Julian De Vries reports on The Nation website that in the US it is possible for someone to be prosecuted for deleting their browser history or other electronic records, even though the individual has no idea they are under any sort of investigation.
The problem lies with the Sarbanes-Oxley Act, which was originally enacted in the wake of the Enron scandal to stop corporations under investigation from shredding or destroying incriminating documents. However, its application has been broadened out by prosecutors to cover situations way beyond its original aims.
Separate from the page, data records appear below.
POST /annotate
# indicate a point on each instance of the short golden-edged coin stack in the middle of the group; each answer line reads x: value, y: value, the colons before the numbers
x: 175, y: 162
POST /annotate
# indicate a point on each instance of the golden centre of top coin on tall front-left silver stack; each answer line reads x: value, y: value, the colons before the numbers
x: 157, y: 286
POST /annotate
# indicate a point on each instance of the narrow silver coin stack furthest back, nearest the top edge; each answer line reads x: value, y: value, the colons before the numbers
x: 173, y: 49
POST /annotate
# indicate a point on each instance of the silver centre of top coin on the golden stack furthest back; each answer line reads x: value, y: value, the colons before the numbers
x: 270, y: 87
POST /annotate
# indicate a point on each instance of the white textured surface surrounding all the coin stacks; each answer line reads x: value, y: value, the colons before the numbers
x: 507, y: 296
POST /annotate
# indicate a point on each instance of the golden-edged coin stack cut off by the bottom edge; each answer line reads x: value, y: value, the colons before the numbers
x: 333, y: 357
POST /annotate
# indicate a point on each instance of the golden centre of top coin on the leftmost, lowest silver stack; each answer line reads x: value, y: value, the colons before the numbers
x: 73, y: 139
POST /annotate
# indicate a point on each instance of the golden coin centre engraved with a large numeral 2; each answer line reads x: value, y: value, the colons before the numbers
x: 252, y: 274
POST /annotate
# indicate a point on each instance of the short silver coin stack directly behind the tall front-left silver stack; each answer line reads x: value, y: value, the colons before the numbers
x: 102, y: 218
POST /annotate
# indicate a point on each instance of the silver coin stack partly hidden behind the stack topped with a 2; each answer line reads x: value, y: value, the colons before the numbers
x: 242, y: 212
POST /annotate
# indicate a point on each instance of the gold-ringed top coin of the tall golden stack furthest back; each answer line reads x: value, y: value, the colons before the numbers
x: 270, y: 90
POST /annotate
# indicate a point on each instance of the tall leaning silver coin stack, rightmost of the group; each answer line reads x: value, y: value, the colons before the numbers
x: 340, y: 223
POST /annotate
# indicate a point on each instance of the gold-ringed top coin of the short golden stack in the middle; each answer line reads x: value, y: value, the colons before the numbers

One reason why it has been possible to expand its use is that prosecutors do not have to show that an individual deleting material is aware an investigation is underway. As a result anybody even innocently deleting electronic records such as browser history or text messages, could years later be prosecuted for doing so. The scenario is not a hypothetical one either, with a number of such cases prosecuted since the act was passed.
Comment from Newsblog Editor:
This type of scenario where the use of a particular piece of legislation is applied in situations way beyond its original aim or purpose is one that we are familiar with in the UK, a good example being the situation with the Regulation of Investigatory Powers Act (RIPA). This act has routinely been expanded beyond its original aims, in particular by councils, to cover situations such as conducting surveillance to ensure children do live in a particular school catchment area.
How this type of abuse of legislation can be stopped is something that politicians, the legal profession and civil liberties campaigners should perhaps start thinking about.